3. Die belangte Behörde stellte unstrittig fest, dass die Mitbeteiligte vor ihrer Überstellung nach Österreich in Irland, am , einen Asylantrag eingebracht habe. Im bekämpften Bescheid wurde weiter davon ausgegangen, dass die österreichischen Asylbehörden der Einreise der Mitbeteiligten nach Österreich zustimmten, damit über ihren Asylantrag entschieden werden könne; Österreich habe sich bereit erklärt, die Mitbeteiligte wiederaufzunehmen und ihren Asylantrag einer Prüfung zu unterziehen.
Auch diese Tatsachenannahmen werden in der Amtsbeschwerde nicht in Frage gestellt. Davon ausgehend wäre die Mitbeteiligte angesichts des zu Punkt 2. oben Ausgeführten aber als eine Fremde zu betrachten gewesen, die einen Antrag auf internationalen Schutz gestellt hat. Das stand - siehe die eingangs angestellten Erwägungen zu Punkt 1. - sowohl einer auf die Annahme eines unrechtmäßigen Aufenthalts im Bundesgebiet gestützten Festnahme nach § 39 Abs. 1 Z 1 FPG als auch einer Schubhaftverhängung nach § 76 Abs. 1 FPG entgegen. Wenn die belangte Behörde diese gegenüber der Mitbeteiligten gesetzten Maßnahmen für rechtswidrig erklärt hat, so entspricht das daher der Rechtslage.
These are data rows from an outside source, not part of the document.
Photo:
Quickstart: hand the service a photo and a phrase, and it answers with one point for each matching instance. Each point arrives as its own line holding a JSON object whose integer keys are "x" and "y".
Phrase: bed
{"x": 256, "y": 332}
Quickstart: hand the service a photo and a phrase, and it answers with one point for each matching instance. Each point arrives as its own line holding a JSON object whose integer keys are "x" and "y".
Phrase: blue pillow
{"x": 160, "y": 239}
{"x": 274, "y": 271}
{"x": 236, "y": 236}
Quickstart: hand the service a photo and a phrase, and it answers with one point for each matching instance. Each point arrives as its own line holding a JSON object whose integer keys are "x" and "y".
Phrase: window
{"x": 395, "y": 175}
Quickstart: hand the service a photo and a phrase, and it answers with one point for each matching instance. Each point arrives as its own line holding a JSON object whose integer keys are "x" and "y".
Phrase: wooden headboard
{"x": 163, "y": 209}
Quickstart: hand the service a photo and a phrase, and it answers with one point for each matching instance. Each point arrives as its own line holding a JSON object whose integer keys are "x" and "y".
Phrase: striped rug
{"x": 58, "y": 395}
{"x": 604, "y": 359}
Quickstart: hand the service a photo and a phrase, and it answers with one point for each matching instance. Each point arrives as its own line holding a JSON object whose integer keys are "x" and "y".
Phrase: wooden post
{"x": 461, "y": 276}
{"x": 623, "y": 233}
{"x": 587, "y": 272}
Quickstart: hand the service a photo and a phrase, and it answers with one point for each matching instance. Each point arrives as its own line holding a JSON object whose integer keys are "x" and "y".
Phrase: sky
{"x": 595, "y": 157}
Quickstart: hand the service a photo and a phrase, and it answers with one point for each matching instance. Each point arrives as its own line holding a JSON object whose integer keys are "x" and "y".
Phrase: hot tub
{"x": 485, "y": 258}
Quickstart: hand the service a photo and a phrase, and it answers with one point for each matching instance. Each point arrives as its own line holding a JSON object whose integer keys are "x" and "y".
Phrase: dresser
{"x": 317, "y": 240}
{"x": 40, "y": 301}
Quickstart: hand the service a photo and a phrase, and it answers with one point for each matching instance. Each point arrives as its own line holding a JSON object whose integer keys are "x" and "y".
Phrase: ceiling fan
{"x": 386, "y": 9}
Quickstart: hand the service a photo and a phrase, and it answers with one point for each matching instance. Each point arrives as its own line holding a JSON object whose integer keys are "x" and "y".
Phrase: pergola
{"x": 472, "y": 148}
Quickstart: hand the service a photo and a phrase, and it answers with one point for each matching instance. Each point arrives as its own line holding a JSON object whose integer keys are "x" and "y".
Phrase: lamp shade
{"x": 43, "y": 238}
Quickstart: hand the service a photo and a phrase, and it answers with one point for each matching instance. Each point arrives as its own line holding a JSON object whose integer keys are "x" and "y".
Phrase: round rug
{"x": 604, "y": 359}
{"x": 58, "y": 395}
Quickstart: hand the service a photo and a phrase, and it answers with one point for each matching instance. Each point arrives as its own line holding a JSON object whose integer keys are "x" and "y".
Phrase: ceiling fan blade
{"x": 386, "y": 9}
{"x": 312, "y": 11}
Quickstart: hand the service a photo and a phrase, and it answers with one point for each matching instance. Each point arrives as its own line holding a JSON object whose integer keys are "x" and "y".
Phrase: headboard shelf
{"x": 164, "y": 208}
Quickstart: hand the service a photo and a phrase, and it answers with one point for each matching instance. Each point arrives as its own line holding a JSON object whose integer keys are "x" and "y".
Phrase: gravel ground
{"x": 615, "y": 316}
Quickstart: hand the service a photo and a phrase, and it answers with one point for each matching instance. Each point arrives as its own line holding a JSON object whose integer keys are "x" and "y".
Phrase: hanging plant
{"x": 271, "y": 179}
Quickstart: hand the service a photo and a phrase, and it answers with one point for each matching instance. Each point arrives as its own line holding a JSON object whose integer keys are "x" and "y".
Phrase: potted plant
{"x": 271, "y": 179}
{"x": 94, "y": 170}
Dass im Entscheidungszeitpunkt (mittlerweile) ein Schubhafttatbestand nach § 76 Abs. 2 FPG oder § 76 Abs. 2a FPG vorgelegen hätte, wird in der Amtsbeschwerde gar nicht behauptet. Sie war daher, ohne dass auf die weiteren Überlegungen der belangten Behörde zum fehlenden Sicherungsbedarf einzugehen gewesen wäre, gemäß § 42 Abs. 1 VwGG zur Gänze als unbegründet abzuweisen.
Die Zuerkennung von Aufwandersatz an die Mitbeteiligte gründet sich auf die §§ 47 ff VwGG iVm der VwGH-Aufwandersatzverordnung 2008, BGBl. II Nr. 455. Eine Zuerkennung von Aufwandersatz auch an die belangte Behörde kam dagegen gemäß § 47 Abs. 4 VwGG nicht in Betracht.